This week was devoted to preparing the backing fabric for and tweaking the patchwork top of Ragtime Dreams, making all ready for the Monday meeting with Jan, the long-arm professional quilter, who will put it all together. Final size for the quilt: 96" wide by 104" long - way big enough for our queen-sized bed. Yea!
This is the vintage fabric, one-patch, quilt top found in a thrift shop over a year ago for a ridiculously low cost (that I could not pass up). At first I thought it was ugly, poorly made from scraps of nothing special. Now that I have come to know intimately the work and the fabrics my attitude has reversed and I believe that maker had a method, organized the rows to balance and must have had a purpose in mind.
Looking at the fabric prints and patterns I have begun to think that this top is likely about the same age that I am (that old!). I should only hope for a such a revival and rejuvenation in my next life. What was the original intent is another question; as is the question why was it abandoned.
More to the point, I realize that my studio is full of many such abandoned projects and the day will likely come when some unknown shopper will find my work (the day after my spouse cleans out my studio), and may finish work I did not see to completion. I like to think they will come to appreciate my efforts as I appreciate those of my thriftshop finds.
In doing the prep to ready the Ragtime project, I am reminded of another thrift shop find early last year that became a bonus for my step-son, David. The photos are of a twin sized, Rail Fence block, with a floral-print backing that was tied w/yarns.

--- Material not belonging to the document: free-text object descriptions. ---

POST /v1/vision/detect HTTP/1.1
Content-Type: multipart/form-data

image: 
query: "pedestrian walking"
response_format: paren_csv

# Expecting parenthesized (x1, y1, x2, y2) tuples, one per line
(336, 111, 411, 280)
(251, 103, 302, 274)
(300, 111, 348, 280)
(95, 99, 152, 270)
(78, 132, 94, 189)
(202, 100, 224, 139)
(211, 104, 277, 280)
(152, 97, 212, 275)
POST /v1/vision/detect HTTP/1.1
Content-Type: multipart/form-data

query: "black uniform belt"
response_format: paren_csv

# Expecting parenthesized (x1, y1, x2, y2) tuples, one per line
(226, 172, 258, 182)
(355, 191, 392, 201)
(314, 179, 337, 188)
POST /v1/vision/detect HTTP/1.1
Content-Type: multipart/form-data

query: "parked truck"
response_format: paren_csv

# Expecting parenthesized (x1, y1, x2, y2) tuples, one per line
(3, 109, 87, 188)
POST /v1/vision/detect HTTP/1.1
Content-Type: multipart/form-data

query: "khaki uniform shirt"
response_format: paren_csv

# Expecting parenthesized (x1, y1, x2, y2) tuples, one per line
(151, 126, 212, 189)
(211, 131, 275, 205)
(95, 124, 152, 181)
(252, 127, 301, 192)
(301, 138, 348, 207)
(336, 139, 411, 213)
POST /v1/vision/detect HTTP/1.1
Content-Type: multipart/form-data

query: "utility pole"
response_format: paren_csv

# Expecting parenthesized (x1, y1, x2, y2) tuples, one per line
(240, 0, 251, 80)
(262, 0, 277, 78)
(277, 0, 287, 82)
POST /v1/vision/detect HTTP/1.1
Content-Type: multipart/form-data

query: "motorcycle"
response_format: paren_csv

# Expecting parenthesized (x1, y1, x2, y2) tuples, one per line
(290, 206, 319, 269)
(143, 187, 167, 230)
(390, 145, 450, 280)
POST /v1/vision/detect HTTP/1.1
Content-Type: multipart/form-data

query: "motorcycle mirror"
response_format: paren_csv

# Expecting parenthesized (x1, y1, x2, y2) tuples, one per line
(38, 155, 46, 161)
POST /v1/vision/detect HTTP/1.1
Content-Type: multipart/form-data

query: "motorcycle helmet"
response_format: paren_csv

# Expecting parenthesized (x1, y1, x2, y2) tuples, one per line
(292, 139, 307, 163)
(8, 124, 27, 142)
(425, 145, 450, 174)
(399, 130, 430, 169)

After a through laundering, I re-cut and re-bound the edges, hand quilted the green border, re-did most of the ties and added buttons for interest and accent (mainly and to keep David from using the top-side (?)
The pillow was a fusing-workshop-exercise that I knew I was never going to use.
Costs: the quilt was $10 and for the pillow, some scraps and a few cents for a fusible-web with 1" grid that I hated using. The idea was much better than the actual application. Never again.